Sejumlah relawan bahu-membahu membersihkan lumpur, puing-puing, serta membantu pemulihan fasilitas balai pengajian dan rumah warga sekitar.
Ketua Pimpinan Daerah Konsolidasi (PDK) KOSGORO 1957 Aceh, H. Jamaluddin, ST, MM, yang didampingi Wakil Ketua PDK KOSGORO 1957 Aceh, Dr. Safwan, menyampaikan bahwa kegiatan bakti sosial ini merupakan bentuk nyata semangat gotong royong dan kepedulian sosial KOSGORO terhadap masyarakat yang tertimpa musibah.
“Kami hadir bukan hanya membawa bantuan, tetapi juga semangat kebersamaan. KOSGORO ingin memastikan bahwa saudara-saudara kita yang terdampak banjir bandang tidak merasa sendiri, terutama mereka yang paling rentan dan membutuhkan uluran tangan,” ujar H. Jamaluddin.
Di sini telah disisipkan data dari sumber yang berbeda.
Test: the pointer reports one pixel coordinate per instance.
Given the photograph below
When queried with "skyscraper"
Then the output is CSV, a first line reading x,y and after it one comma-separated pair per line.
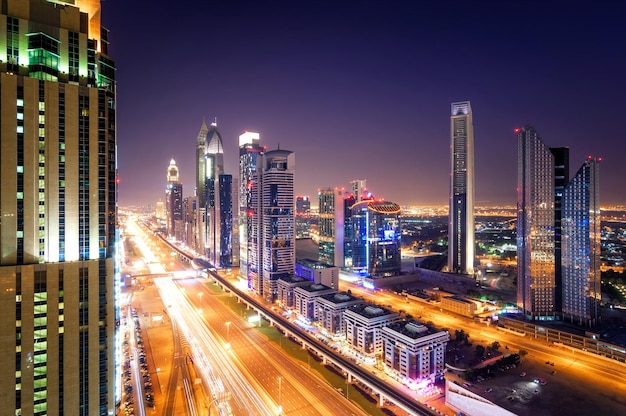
x,y
581,245
359,188
536,285
461,212
250,152
331,226
276,218
303,217
214,167
58,201
174,202
225,223
375,238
Kehadiran para relawan mendapat sambutan hangat dari masyarakat Gampong Puuk. Warga mengaku sangat terbantu dengan adanya kegiatan ini, terutama bagi kalangan lanjut usia dan para janda yang kesulitan membersihkan rumah dan lingkungan pascabanjir.
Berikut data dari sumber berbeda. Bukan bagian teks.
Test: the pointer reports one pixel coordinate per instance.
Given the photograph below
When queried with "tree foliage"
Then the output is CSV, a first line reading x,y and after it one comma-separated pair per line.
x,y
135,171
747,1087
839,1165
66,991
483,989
“Kami sangat bersyukur dan berterima kasih atas bantuan dari KOSGORO. Tanpa bantuan ini, kami tidak sanggup membersihkan rumah sendiri,” ungkap salah seorang warga.
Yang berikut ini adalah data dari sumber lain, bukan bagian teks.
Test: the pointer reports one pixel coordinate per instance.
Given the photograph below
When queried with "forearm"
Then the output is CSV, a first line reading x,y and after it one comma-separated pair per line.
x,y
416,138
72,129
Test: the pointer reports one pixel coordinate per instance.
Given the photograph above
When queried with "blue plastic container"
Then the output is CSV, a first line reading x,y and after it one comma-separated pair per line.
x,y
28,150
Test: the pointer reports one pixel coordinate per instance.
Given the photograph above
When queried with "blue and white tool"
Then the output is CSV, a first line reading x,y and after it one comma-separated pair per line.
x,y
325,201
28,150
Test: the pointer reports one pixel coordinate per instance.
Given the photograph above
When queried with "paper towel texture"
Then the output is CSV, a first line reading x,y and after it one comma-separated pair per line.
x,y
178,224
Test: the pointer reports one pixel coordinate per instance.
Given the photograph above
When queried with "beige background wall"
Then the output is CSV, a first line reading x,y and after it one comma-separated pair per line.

Sementara itu, Ketua PDK KOSGORO 1957 Pidie, Mirzan Fuadi, ST, menambahkan bahwa kegiatan ini diharapkan dapat menumbuhkan kembali semangat kebersamaan serta mempercepat proses pemulihan kondisi masyarakat pasca bencana banjir bandang.
“Melalui aksi kemanusiaan ini, KOSGORO Aceh dan KOSGORO Pidie menegaskan komitmennya untuk terus hadir di tengah masyarakat, menjunjung tinggi nilai gotong royong, serta memperkuat solidaritas sosial dalam menghadapi berbagai tantangan dan musibah.” Katanya.[Mul]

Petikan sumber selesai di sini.